Burberry raises full year guidance after sales rise
Designer brand Burberry this morning raised its guidance for the year after a quarter in which the luxury brand saw revenue rise three per cent.
Revenue in the third quarter hit £719m, up from £711m twelve months ago, as the firm’s focus on the far eastern market looked to be paying off.
In response Burberry said it expected full year growth of a low single digit percentage, compared to previous guidance of flat growth.
Shares in the company dropped over three per cent as the FTSE opened.
Marco Gobbetti, the brand’s chief executive, said: “This was another good quarter as new collections delivered strong growth and we continued to shift consumer perceptions of our brand and align the network to our new creative vision.
“While mindful of the uncertain macro-economic environment, we remain confident in our strategy and the outlook for 2020.”

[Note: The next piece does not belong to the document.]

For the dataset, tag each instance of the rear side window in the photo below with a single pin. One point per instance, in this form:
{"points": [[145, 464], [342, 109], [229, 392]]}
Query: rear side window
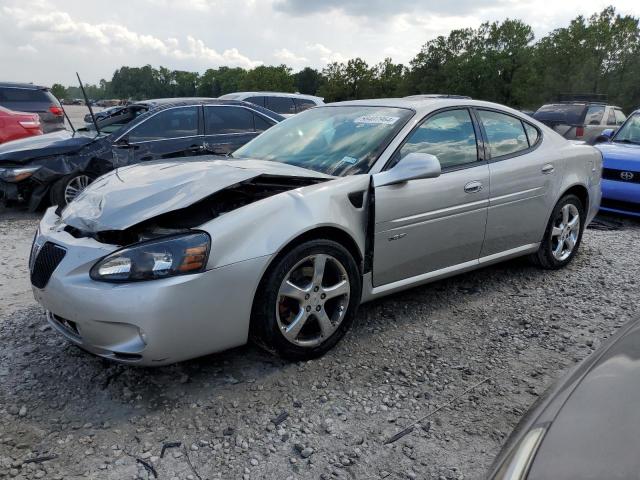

Expanding its presence in China has been a key concern for Burberry, with the designer taking its runway show to Shanghai in April.
This looks set to continue, with plans to open a first store in Shenzhen, in partnership with Tencent, in the first half of its 2021 financial year.
Sales in the Asia Pacific division rose by a low single digit figure, largely driven by a rise of between 10 and 20 per cent in mainland China.
However, continued disruption in Hong Kong due to the ongoing protests halved sales in the contentious region.
CMC Markets analyst David Madden said that fears over the Coronavirus, which has now killed six people, might see the division suffer in the coming months.
Ian Forrest, investment research analyst at The Share Centre, added: “Today’s figures show some improvement in sales and the rollout of the well-received new collections should continue to provide a boost, but slowing global economic growth, protests in Hong Kong and the recent coronavirus outbreak in China remain as challenges for the retailer.”
The firm’s European division grew by a high single digit figure, whilst sales in the Americas were broadly stable.